Despite low voter turnout, Rizo had a slim 78-vote advantage over former Kyle City Council member Stuart Kirkwood for the lead following the release of early voting numbers. Rizo’s cautious optimism turned to excitement when he received a 107 vote surge on Election Day, which helped him outlast Kirkwood for the seat.
Rizo, who spent 12 hours holding signs near each of the three Election Day polling sites, said he wasn’t sure how the race was going to go amid a late surge of participation at Chapa Middle School.
“You’re just not sure if that surge is in your favor or someone else’s,” Rizo said.
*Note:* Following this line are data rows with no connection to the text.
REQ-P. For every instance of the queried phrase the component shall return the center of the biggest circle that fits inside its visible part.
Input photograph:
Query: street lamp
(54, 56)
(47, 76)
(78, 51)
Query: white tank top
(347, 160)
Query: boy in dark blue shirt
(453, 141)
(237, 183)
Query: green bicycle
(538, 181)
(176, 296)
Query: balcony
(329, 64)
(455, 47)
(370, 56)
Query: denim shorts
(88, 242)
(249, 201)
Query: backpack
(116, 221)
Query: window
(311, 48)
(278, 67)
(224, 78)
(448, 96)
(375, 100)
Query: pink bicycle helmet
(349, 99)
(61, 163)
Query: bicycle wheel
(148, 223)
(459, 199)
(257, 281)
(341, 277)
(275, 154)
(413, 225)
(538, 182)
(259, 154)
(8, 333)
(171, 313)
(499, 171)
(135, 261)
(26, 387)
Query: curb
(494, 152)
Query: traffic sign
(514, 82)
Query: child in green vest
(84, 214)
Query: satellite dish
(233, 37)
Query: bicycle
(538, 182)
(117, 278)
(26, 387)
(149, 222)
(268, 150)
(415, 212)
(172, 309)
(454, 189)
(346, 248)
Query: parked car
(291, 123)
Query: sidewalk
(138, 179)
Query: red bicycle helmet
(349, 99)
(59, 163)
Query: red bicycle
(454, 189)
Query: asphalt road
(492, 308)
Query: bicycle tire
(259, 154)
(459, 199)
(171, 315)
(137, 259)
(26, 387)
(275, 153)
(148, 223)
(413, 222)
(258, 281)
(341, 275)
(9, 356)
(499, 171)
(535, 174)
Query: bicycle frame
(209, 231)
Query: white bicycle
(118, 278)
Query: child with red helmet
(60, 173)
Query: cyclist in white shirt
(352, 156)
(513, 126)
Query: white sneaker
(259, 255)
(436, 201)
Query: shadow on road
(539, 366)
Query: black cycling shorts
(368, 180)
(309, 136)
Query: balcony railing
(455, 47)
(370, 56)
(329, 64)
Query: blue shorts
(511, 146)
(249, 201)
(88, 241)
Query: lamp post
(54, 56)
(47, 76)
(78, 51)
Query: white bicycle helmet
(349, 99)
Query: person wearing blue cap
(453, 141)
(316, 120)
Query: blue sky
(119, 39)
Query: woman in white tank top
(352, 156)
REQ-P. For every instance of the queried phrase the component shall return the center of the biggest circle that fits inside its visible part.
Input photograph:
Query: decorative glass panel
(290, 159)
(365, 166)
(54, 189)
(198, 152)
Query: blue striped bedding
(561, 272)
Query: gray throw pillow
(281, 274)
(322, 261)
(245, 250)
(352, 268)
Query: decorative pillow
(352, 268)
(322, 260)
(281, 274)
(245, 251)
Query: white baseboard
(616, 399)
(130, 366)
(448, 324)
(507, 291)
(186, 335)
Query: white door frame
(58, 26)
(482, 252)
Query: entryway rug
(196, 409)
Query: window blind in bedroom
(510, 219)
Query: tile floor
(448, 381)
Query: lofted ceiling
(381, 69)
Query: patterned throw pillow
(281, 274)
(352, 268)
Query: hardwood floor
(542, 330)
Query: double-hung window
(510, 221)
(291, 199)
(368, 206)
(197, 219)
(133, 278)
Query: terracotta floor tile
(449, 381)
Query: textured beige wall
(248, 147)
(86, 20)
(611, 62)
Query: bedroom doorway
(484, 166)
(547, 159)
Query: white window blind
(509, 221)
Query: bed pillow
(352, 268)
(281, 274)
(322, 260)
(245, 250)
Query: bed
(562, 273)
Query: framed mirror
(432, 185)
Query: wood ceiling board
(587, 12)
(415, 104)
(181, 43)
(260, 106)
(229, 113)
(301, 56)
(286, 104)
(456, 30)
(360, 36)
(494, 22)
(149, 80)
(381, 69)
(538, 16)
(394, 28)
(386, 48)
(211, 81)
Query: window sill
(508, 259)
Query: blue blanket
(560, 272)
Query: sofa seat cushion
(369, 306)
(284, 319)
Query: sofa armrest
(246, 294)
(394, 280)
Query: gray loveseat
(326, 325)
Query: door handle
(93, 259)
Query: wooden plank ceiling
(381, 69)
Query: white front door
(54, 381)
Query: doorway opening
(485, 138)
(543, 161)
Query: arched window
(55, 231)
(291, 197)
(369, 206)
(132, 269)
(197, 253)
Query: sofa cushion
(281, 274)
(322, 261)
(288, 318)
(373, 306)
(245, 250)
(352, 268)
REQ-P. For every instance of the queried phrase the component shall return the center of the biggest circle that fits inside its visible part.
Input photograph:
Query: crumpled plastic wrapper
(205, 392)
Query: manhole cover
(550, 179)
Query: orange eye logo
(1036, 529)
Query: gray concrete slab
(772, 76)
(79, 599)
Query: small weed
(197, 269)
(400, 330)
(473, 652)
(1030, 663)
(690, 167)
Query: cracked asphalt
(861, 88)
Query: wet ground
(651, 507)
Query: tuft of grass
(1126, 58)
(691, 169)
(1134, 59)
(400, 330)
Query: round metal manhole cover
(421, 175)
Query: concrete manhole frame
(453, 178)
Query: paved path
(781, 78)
Winning the seat temporarily closes a nearly three-year trek for Rizo and his attempt for election to the Kyle City Council dais.
An initial run for Kyle City Council in 2017 was thwarted after Rizo, and city officials, discovered his address at the time wasn’t within city limits, even though Rizo and his family had been paying city taxes on the property.
A move to an address on his property that was within city limits allowed Rizo to make a second run at a city council seat in November 2018. Rizo, however, was defeated by Rick Koch in the race for the District 5 seat that year.
Rizo said that experience allowed him to block walk and meet residents and gain a firmer understanding of the issues.
Rizo translated that effort into his 2019 campaign, which began weeks after Arabie submitted his formal letter of resignation to the Kyle City Council, opening the seat up for a special May election.
Going door to door and making plenty of phone calls is what Rizo said helped spur his campaign and get people excited for Saturday. Giving residents a candidate who has been visible in the community and someone they could vote for was his goal.
“I hope it shows that I’m not afraid of hard work and I’m willing to serve this community,” Rizo said.
Preparing for the defense of his seat in November, however, circulated within Rizo’s mind soon after he got the news he won. Over the course of several hours after his win, Rizo said he drove around Kyle to pick up election signs in preparation for a possible November challenge.
Rizo plans to navigate the learning curve with joining the city council and hopes he can reach out to other city leaders to “try and move Kyle forward.”
Nothing is a gimme. You have to work hard and I’ll have to work just as hard in November,” Rizo said. “I’ll have to earn it.”